Having just said that maybe not as 12LP+ apparently needs investment in redesigns...Maybe just 12LP maturing?
EDIT: Having just refreshed my memory isn't the X570 chipset the 14nm IO die from EPYC? Maybe this new X570 is the 12nm IO die from Ryzen chips.
If you need X570, surely the multitude of PCIe 4 things you have plugged in are louder than the semi-passive chipset fan? With B550 available there are few use cases where paying extra for X570 makes sense
If the next zen uses the same/compatible IF link they can package the new chiplets with the old IO die. It's more SKUs to launch, but an (unlikely) option for AMD
An epyc IO die wouldn't fit in the space available for a chipset
The mobo fan was one of the factors that pushed me to an i9/Z390 (vs 3800/X570). Had I waited for B550 and 5800 (and availability!) I'd have gone for that. A fanless X570 means it would have also entered into consideration, but the case over a B550 would need to be made.

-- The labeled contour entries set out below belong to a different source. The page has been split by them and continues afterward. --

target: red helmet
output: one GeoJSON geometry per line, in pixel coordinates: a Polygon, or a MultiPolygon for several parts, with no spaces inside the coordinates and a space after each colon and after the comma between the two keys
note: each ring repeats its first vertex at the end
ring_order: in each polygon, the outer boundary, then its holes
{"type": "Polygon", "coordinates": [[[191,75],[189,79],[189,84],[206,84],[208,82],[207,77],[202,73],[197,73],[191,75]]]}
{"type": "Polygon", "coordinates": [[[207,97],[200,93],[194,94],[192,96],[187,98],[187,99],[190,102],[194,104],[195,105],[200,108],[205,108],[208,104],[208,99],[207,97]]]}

IDK about the sizes but almost everything I've read says the X570 chipset uses the IO die from EPYC.
Wikipedia.Quote:
The die maps of the "Matisse" cIOD in particular give us fascinating insights to how AMD designed the die to serve both as a cIOD and as an external FCH (AMD X570 and TRX40 chipsets).
Ian Cutress: Twitter.Quote:
The Matisse I/O die is also used as the X570 chipset
Quote:
So for clarity:
Rome large IO die = GF 14nm
Matisse small IO die = GF 12nm
X570 Chipset = Matisse IO die on GF 14nm
That's right. The X570 chipset is the same floorplan as the Matisse IO die, but with diff chicken bits enabled/disabled. AMD has good reuse of chips
Quite.
My 3700X is a Matisse :)
Edit: I thought I remembered there being some shenanigans with 12nm vs 14nm for the CPU vs chipset, but that makes absolutely no sense in terms of manufacture where if you can use a common part then unless the numbers involved are huge and there is a big cost saving to be had, then you do common parts for flexibility. Reading some interview earlier it sounded like it is just a 12nm part. That would mean AMD could book 12nm wafers, get 12nm die, decide at the last minute whether to use them in chipsets or CPUs.
Note the TechPowerup article seems to be saying (badly) that the AM4 X570 chipset is an IO die from a 3000 series CPU, and the threadripper chipset is the IO die from a threadripper. That's how I read it, but it took a couple of goes.